GPUs are the key foothold.Yoo believes that replacing CPUs with GPUs could increase the simulation speed of quantum systems by an order of magnitude.
On paper, these advances would allow a classical computer to simulate about 36 quantum bits. In practice, simulations at this scale require too much node time to be practical; today, the more realistic gold standard is 20 or more. Still, that's 10 quantum bits more than the order of magnitude the researchers were able to simulate a few years ago.

Can classic hardware continue to grow in size? The challenge is huge. The jump from the NVIDIA DGX with 160GB of GP memory to the NVIDIA DGX with 320GB of GPU memory is just one quantum bit. However, Jinzhao Sun argues that classical simulations that try to model more than 100 quantum bits are likely to fail.

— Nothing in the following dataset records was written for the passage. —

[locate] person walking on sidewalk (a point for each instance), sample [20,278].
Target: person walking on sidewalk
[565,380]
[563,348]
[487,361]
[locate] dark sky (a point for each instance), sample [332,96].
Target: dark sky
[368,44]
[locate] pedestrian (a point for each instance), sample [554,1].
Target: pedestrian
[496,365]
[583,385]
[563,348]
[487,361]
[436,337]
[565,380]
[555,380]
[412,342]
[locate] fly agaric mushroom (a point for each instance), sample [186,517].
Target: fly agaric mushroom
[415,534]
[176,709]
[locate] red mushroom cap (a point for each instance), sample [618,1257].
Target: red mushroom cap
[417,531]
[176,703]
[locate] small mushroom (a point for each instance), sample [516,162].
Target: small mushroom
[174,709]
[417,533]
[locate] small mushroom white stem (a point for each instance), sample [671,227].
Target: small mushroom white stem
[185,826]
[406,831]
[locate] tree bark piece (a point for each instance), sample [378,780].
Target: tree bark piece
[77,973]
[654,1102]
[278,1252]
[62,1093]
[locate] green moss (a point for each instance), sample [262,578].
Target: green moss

Real quantum hardware, at least on the surface, has long exceeded those bit counts. IBM, for example, has steadily increased the number of quantum bits in its own general-purpose quantum processors to hundreds, with ambitious plans to increase those numbers to thousands.
This doesn't mean that simulation won't play a role in a thousand-qubit future. Classical computers can play an important role in simulating certain parts of large systems: validating their hardware or testing algorithms that may one day run in full-size systems.
As it turns out, 29 quantum bits can do a lot.